Crianças não arredam o pé da arena, estreitam laços e são a garantia de que Chape viverá

Vários jovens fazem vigília na Arena Condá, em Chapecó

postado em 03/12/2016 08:06 / atualizado em 03/12/2016 10:48

LEANDRO COURI / EM DA PRESS

Rodrigo Fonseca
Enviado especial a Chapecó

Encostado no parapeito da arquibancada da Arena Condá, Jamir Júnior, de 10 anos, olha para o gramado: “Estava me lembrando das vitórias”, diz. O garotinho já chorou muito. Mas o brilho nos olhos é o primeiro sinal dos planos de criança. “Quando eu crescer, já falei para minha mãe, quero ser goleiro da Chapecoense. É um dos meus sonhos”.

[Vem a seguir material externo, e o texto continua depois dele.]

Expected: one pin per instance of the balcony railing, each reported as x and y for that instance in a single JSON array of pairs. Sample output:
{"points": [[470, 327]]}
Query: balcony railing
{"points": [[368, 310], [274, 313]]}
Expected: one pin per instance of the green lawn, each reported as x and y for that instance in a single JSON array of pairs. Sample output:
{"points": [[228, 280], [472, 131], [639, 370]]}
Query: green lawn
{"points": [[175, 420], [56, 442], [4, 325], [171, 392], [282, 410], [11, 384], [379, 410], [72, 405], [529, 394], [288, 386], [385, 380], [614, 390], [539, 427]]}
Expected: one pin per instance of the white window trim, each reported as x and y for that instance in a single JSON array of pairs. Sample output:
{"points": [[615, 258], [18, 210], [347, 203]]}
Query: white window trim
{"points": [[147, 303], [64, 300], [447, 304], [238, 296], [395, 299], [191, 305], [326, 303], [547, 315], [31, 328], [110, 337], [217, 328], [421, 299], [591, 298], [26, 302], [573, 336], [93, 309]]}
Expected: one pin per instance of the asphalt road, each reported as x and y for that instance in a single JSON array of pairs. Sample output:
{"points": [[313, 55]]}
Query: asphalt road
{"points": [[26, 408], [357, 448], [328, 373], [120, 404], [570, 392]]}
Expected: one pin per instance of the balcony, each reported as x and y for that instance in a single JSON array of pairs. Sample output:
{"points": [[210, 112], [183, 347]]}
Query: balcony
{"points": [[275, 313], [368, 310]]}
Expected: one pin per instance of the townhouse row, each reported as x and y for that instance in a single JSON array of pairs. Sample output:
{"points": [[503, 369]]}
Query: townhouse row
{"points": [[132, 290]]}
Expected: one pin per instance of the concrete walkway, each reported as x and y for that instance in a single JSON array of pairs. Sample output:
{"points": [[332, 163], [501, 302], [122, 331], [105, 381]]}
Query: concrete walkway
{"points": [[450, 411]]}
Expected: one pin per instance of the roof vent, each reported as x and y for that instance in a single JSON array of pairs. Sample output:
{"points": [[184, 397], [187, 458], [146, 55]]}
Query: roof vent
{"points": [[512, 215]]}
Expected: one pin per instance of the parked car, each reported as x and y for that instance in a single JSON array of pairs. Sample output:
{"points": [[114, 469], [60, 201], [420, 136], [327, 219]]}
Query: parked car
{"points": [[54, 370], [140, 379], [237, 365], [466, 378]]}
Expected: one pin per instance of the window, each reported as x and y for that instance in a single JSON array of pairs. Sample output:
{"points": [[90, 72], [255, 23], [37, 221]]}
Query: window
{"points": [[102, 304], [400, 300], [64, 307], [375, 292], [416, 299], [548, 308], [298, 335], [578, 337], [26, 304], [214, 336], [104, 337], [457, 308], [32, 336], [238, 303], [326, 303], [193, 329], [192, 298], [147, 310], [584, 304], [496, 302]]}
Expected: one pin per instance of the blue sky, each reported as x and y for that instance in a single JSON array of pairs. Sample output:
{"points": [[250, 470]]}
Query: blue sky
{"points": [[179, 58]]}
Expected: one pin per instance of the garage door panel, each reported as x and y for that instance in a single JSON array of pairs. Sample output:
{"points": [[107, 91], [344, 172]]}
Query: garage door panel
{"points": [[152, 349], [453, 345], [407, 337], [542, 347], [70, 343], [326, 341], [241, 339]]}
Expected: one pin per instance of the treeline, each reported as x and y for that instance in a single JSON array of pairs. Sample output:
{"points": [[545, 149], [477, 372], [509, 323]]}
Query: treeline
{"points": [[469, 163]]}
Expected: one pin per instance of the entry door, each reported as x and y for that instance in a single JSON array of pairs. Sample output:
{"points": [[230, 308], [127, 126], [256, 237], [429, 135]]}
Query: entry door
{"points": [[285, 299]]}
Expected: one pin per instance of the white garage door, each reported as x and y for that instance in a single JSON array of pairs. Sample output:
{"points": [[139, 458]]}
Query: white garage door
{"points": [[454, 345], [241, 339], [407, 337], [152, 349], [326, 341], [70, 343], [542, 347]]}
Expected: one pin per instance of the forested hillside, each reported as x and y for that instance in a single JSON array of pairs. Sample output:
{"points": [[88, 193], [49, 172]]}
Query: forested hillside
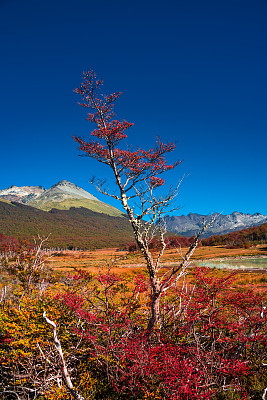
{"points": [[73, 228]]}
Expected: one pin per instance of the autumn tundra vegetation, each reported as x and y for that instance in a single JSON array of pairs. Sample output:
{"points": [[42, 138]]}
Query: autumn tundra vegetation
{"points": [[156, 332]]}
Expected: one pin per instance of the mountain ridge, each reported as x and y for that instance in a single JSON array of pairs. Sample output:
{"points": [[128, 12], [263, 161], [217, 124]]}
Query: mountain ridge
{"points": [[63, 195], [189, 225]]}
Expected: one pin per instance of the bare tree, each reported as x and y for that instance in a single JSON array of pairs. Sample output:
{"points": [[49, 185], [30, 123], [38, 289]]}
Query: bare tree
{"points": [[137, 176]]}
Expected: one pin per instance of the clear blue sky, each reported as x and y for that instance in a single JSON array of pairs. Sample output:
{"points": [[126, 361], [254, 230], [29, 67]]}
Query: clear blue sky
{"points": [[191, 71]]}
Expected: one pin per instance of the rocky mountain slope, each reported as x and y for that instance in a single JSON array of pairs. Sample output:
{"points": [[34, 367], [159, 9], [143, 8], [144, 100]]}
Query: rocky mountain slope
{"points": [[23, 194], [63, 195], [188, 225]]}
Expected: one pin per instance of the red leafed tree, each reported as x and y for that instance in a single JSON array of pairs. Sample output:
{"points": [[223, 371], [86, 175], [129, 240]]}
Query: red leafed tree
{"points": [[137, 175]]}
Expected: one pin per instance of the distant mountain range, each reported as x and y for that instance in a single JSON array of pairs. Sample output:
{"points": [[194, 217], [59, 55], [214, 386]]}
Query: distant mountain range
{"points": [[71, 216], [62, 196], [189, 225], [71, 212]]}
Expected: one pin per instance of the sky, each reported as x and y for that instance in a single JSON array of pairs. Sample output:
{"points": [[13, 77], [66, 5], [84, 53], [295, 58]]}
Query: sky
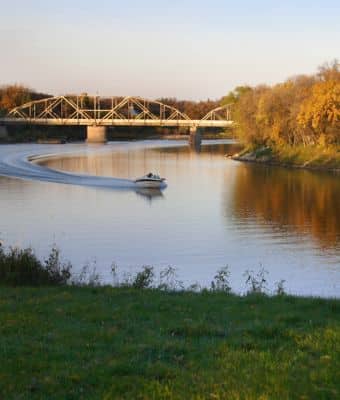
{"points": [[186, 49]]}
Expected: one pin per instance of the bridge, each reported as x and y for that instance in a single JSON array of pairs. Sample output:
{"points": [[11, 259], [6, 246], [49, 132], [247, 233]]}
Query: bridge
{"points": [[97, 113]]}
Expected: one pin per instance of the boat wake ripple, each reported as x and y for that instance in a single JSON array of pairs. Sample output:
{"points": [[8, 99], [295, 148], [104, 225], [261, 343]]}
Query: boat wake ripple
{"points": [[16, 161]]}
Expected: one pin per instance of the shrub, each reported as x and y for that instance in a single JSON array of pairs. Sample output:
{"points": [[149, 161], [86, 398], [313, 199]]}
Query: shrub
{"points": [[22, 268], [144, 278]]}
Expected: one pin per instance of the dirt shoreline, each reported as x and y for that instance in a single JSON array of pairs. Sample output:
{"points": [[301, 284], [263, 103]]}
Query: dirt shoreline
{"points": [[267, 160]]}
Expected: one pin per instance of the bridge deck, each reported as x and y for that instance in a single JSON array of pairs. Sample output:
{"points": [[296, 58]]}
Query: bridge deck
{"points": [[117, 122]]}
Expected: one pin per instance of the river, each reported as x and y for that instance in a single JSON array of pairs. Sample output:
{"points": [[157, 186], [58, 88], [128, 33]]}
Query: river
{"points": [[214, 212]]}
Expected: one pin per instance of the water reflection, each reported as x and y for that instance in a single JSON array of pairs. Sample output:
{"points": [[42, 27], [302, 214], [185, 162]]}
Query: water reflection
{"points": [[302, 201], [214, 212]]}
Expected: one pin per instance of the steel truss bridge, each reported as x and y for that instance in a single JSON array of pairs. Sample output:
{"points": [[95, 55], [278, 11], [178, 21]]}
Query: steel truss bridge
{"points": [[96, 112]]}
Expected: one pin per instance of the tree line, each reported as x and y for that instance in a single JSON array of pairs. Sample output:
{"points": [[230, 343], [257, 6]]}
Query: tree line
{"points": [[303, 110]]}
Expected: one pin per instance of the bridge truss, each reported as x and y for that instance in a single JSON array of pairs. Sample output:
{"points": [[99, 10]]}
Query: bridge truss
{"points": [[113, 111]]}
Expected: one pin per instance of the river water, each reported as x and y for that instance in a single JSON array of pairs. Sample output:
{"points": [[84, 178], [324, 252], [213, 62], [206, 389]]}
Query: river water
{"points": [[214, 212]]}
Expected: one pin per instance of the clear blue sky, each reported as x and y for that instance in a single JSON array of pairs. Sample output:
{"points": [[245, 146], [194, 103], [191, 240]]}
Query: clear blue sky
{"points": [[185, 49]]}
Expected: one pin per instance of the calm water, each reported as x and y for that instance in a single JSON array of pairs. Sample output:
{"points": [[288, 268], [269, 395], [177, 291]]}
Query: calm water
{"points": [[214, 212]]}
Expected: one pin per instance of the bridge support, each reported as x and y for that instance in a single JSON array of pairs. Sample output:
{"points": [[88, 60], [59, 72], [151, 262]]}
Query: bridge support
{"points": [[96, 134], [195, 136], [3, 132]]}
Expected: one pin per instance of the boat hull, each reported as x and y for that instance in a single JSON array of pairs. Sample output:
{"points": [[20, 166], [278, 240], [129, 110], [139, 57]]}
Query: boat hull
{"points": [[151, 184]]}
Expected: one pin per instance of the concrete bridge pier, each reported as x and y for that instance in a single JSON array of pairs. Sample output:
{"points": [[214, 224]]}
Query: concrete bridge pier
{"points": [[3, 132], [195, 136], [96, 134]]}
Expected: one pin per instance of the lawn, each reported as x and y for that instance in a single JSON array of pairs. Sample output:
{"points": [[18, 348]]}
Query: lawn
{"points": [[122, 343]]}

Outro desejo era entrar no campo da Arena. Foi realizado. Ao lado da reportagem do Estado de Minas/Superesportes, Jamir Júnior, aluno da escolinha da Chape, pisou no gramado, caminhou imaginando um dia vestir a camisa verde. Foi até a área onde brilhou o ídolo Danilo, onde se forjou um herói. Fez pose para fotos. Lembrou-se do irmão mais velho: “Ele também é goleiro. Falei com ele para se candidatar a ser goleiro da Chapecoense".

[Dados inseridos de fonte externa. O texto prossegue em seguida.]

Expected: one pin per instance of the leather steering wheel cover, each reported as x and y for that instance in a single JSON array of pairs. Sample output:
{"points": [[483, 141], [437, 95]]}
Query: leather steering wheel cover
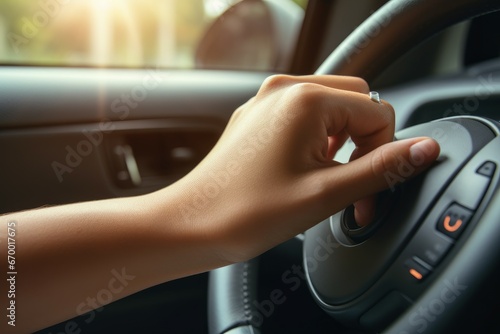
{"points": [[365, 53], [231, 291], [396, 28]]}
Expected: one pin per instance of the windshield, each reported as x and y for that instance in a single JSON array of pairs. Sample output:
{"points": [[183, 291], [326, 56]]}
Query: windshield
{"points": [[106, 33]]}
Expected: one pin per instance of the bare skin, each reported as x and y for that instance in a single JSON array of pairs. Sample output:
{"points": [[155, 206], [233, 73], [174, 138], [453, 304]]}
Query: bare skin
{"points": [[270, 177]]}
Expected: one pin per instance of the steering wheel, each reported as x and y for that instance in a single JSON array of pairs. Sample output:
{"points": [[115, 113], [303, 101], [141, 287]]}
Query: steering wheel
{"points": [[416, 267]]}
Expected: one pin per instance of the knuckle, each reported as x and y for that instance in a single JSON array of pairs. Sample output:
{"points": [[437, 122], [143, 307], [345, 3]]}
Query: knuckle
{"points": [[383, 161], [360, 84], [275, 81], [303, 94]]}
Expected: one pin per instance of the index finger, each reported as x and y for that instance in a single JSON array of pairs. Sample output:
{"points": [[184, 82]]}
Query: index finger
{"points": [[368, 123]]}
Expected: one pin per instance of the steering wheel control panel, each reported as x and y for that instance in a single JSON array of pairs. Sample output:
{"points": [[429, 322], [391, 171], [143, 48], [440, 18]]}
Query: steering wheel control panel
{"points": [[368, 282]]}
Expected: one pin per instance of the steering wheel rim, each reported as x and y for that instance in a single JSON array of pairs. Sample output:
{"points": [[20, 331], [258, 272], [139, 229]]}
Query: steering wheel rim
{"points": [[386, 35]]}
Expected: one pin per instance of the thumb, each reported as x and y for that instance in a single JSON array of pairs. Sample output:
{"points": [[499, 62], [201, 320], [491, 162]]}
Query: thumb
{"points": [[381, 169]]}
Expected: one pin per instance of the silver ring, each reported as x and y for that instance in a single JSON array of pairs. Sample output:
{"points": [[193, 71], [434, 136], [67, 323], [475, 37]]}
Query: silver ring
{"points": [[375, 97]]}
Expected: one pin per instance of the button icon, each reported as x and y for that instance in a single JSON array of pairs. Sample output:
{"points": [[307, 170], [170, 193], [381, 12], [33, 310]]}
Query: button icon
{"points": [[417, 268], [452, 226], [453, 221]]}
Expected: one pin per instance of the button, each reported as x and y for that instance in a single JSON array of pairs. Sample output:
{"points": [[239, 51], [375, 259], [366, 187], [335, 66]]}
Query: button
{"points": [[454, 220], [417, 268], [434, 248], [487, 169]]}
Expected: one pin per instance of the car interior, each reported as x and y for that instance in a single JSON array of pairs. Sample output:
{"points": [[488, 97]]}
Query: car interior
{"points": [[100, 100]]}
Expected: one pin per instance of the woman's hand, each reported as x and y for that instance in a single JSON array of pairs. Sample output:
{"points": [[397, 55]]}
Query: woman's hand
{"points": [[271, 175]]}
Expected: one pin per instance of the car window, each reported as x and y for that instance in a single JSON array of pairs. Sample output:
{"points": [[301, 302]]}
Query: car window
{"points": [[143, 33]]}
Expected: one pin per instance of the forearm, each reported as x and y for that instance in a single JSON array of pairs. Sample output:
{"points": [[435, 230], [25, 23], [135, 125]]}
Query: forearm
{"points": [[71, 259]]}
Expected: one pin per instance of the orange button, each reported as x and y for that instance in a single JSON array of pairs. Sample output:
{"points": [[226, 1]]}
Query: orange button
{"points": [[453, 220], [455, 225]]}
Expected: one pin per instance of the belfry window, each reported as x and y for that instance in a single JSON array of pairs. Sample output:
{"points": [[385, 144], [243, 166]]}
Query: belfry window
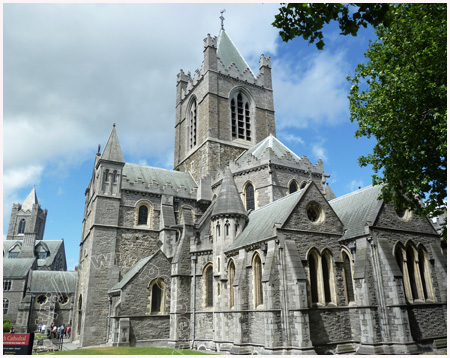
{"points": [[193, 124], [249, 197], [257, 280], [240, 117], [21, 226]]}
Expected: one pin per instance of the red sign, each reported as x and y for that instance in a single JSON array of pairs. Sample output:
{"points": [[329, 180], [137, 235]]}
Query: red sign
{"points": [[18, 343], [16, 339]]}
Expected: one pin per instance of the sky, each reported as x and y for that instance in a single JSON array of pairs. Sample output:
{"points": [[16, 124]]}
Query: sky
{"points": [[72, 70]]}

O sonho de Jamir Júnior retrata o desejo de milhares de jovens em Chapecó, ainda abalada com o desastre aéreo que pôs fim à equipe que era orgulho da cidade. E essa juventude é a garantia de que a Chape continuará viva. Cada criança de Chapecó tenta imaginar como pode ajudar a reerguer não só uma equipe, mas uma família.

Outro que quer seguir os passos do goleiro Danilo é o garoto Bernardo Luiz Tonelli, também de 10 anos. Ele ganhou as luvas do ídolo um dia antes do jogo contra o San Lorenzo, pelas semifinais da Copa Sul-Americana. E as guardará não só como uma lembrança, mas como um incentivo para seguir a carreira do ídolo.

Até quem não era muito ligado ao futebol agora começa apensar de forma diferente. “A Chapecoense é o único time da cidade. É uma dor muito grande, mas o time não vai acabar, porque o amor vai ser mais forte do que esse acidente. Foi triste ver as homenagens. Queria que não fosse verdade. Pretendo ir mais aos jogos para que eles se recuperem logo e para que a gente volte a ter o time da Chapecoense aqui na Arena”, diz Fernanda Luiza Costela, de 12, que foi uma única vez ao estádio ver uma partida de futebol.

E esse sentimento não toca apenas os jovens. Até mesmo aqueles mais velhos, e que não acompanhavam a Chapecoense, já repensam sua relação com o clube. Ao lado da esposa Fernanda, o técnico de informática Carlos Eduardo Schimit, de 36, levou os filhos Pedro Henrique, Luiz Otávio e Laura Isabela, todos uniformizados, à Arena Condá. Ele tenta suportar a dor e buscar forças para o futuro.

“Nunca fui muito adepto do futebol. Meus pequenos já vieram ao estádio, mas com minha irmã. E hoje senti a necessidade de vir. Isso vai despertar em todos nós um novo sentimento”, afirma.

Relação mais especial Alcançar esses sonhos vai exigir que os jovens vençam a herança da tragédia. Segundo o psicólogo e professor universitário em Chapecó, Jairo César Lunardi, de 45, “é importante que as famílias consigam auxiliar seus filhos, que têm pouco entendimento sobre perdas, para compreender aquele que não está mais aqui, mas que deixou lembranças, e que existem coisas que estão fora do nosso domínio. Teremos outros Danilos”, diz.

Ele não tem dúvida de que a relação do time com a cidade será ainda mais especial: “Esse é um momento difícil, não há dúvida. Mas, é preciso olhar para o futuro.  O principal é resgatar a continuidade, que a Chapecoense não encerra por aqui. Perdemos jogadores, equipe técnica, dirigentes, pessoas importantes para nossa comunidade, porque temos proximidade com esses jogadores, mas precisamos reconstruir esse espaço. As pessoas não podem desacreditar nisso. Temos de repensar a identidade da população em relação ao time que fica e ao time que vai ressurgir", diz Jairo.